Mortgage rates edged higher for the second week in a row due in part to increased secondary market volatility, lenders coping with volume issues and backlogs in their pipelines, and remote work staffing challenges, reports the Mortgage Bankers Association (MBA). The 30-year fixed-rate mortgage rose to 3.82%, up eight basis points from the previous week to the highest level since mid-January. Mortgage applications declined as rates edged higher. The Market Composite Index fell 29%, Purchase Index fell 15% while the Refinance Index declined 34%. However, rates still remain historically low.
Joel Kan, MBA's Associate Vice President of Economic and Industry Forecasting said, "Looking ahead, this week's additional actions taken by the Federal Reserve to restore liquidity and stabilize the mortgage-backed securities market could put downward pressure on mortgage rates, allowing more homeowners the opportunity to refinance."

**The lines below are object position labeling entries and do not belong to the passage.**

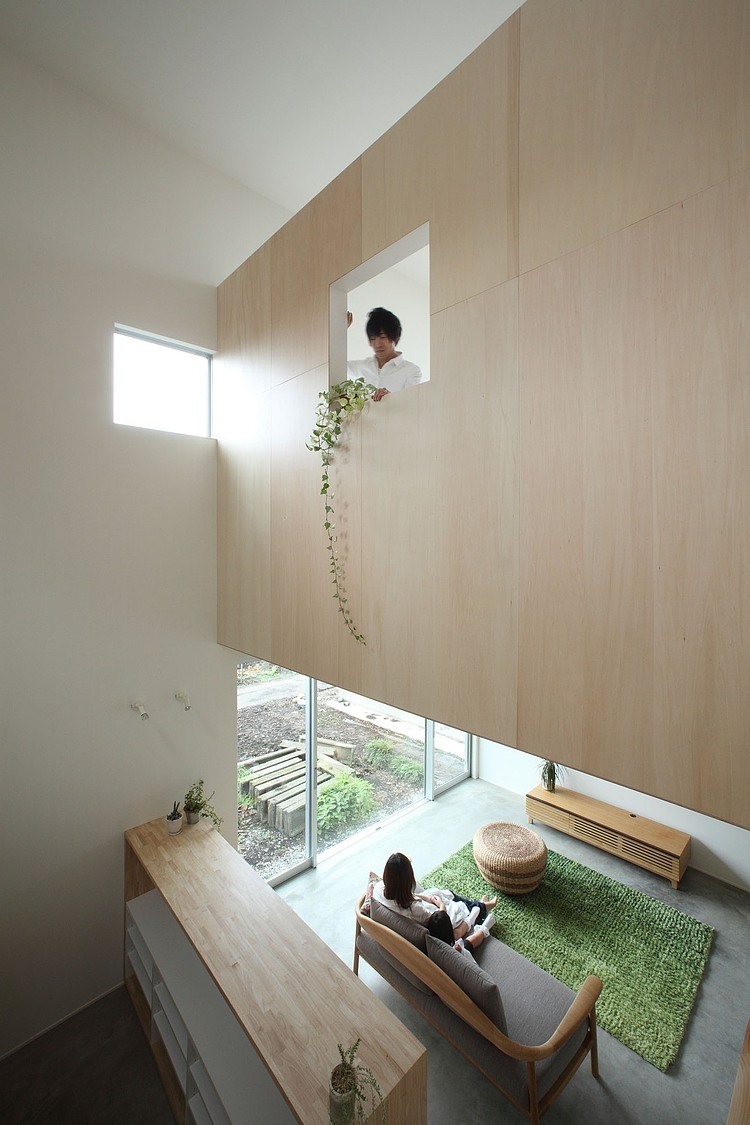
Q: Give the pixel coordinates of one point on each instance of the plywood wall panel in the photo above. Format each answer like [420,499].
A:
[242,423]
[702,494]
[394,555]
[547,542]
[468,442]
[452,161]
[318,245]
[305,624]
[625,108]
[586,660]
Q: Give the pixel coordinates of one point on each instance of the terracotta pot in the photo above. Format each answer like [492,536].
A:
[341,1107]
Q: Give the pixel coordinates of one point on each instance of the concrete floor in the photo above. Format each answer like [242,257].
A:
[696,1090]
[97,1067]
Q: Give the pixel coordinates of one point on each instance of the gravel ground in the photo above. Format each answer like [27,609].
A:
[265,726]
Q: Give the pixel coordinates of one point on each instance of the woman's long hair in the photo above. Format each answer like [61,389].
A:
[398,880]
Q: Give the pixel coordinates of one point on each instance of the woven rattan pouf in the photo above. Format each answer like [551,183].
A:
[511,857]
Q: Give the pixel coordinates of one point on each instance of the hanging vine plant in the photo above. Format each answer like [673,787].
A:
[334,405]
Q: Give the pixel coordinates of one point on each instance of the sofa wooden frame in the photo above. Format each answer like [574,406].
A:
[581,1010]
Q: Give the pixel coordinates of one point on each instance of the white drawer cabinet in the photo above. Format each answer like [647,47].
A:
[215,1064]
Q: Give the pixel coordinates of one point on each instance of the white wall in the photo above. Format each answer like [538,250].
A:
[716,848]
[107,539]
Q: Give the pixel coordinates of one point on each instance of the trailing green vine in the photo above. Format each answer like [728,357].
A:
[334,406]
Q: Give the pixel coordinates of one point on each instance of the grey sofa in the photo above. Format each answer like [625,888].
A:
[521,1027]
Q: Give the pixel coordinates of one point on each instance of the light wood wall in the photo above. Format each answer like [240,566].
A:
[545,543]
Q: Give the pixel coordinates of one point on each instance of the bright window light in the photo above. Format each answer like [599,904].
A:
[161,385]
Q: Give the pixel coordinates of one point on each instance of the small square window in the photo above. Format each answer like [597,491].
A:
[161,385]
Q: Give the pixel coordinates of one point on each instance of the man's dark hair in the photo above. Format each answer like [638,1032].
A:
[379,321]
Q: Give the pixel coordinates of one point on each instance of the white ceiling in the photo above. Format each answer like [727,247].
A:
[280,95]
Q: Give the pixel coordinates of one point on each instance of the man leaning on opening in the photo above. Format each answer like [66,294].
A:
[386,369]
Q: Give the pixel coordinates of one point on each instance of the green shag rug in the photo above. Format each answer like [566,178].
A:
[649,955]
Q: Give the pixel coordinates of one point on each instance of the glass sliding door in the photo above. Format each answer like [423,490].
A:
[371,763]
[272,776]
[449,756]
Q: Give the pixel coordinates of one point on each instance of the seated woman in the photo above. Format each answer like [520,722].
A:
[448,916]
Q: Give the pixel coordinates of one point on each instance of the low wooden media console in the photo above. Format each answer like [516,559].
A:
[657,848]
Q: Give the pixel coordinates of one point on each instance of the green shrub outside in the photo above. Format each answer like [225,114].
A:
[406,768]
[345,801]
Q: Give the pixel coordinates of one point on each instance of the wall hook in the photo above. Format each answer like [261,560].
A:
[182,698]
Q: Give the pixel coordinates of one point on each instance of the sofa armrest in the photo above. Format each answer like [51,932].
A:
[580,1009]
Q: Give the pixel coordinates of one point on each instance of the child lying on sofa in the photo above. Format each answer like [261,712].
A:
[461,923]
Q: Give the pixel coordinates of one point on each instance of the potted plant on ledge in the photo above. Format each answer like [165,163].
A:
[551,773]
[197,804]
[174,819]
[351,1087]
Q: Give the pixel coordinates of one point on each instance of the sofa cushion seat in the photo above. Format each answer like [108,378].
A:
[412,930]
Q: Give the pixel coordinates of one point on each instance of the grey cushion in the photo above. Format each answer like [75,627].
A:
[412,930]
[470,977]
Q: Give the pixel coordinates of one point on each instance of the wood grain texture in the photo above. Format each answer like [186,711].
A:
[306,626]
[464,551]
[670,840]
[635,516]
[625,108]
[292,1016]
[619,631]
[452,161]
[701,394]
[242,424]
[586,615]
[318,245]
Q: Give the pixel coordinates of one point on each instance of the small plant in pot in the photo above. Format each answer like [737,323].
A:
[551,773]
[352,1086]
[197,804]
[174,819]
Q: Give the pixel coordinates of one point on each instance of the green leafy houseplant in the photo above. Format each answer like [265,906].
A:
[174,819]
[352,1087]
[197,804]
[551,773]
[334,406]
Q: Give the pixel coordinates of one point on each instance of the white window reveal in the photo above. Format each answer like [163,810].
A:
[161,384]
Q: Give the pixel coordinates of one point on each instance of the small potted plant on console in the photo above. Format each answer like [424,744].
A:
[351,1087]
[551,773]
[197,804]
[174,819]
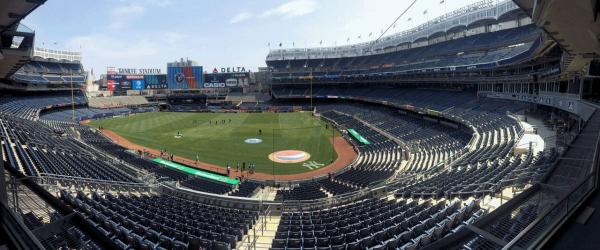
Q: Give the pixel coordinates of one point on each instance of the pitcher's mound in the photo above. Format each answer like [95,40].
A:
[289,156]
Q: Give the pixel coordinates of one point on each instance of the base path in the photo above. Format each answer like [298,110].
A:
[345,152]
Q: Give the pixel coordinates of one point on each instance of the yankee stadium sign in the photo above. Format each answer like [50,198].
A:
[129,71]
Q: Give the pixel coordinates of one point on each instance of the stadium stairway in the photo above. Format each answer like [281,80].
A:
[263,233]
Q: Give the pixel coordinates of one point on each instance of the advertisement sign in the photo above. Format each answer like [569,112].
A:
[229,80]
[110,85]
[188,77]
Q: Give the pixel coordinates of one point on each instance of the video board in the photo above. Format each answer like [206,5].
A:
[187,77]
[156,81]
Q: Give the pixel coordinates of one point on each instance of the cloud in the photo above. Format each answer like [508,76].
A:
[173,37]
[121,16]
[242,16]
[291,9]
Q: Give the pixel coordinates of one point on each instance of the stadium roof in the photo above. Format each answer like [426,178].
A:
[12,11]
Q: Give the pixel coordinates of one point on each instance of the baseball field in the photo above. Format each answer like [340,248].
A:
[275,143]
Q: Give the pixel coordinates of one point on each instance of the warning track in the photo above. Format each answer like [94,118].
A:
[345,152]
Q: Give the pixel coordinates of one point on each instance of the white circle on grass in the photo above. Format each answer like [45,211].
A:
[253,141]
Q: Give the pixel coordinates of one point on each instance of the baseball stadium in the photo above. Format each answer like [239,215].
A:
[437,124]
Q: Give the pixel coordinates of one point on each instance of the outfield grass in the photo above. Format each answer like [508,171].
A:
[224,143]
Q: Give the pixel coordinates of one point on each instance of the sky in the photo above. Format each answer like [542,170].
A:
[225,33]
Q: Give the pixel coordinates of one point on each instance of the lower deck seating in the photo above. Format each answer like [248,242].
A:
[165,222]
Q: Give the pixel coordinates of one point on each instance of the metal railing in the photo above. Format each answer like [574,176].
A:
[538,232]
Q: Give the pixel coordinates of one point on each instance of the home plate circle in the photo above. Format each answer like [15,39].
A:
[289,156]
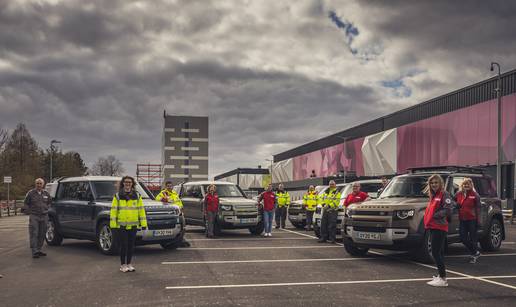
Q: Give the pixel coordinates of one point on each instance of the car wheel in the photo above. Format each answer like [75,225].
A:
[257,230]
[106,240]
[52,235]
[494,236]
[354,250]
[424,252]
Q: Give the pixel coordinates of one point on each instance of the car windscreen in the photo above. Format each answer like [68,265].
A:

The ongoing coronavirus health problems continue to plague the U.S. with the economic fallout also another major obstacle. In the housing industry, the sector's biggest trade and lobbying groups have banded together to try to head off mortgage payment delinquencies. With many Americans either laid off or close to being let go, missed mortgage payments could quickly become a major problem. Industry groups have reached out to the government to provide mortgage payment forbearance and longer-term loan modifications to borrowers affected by the coronavirus. Forbearance periods could be from 3 to 12 months.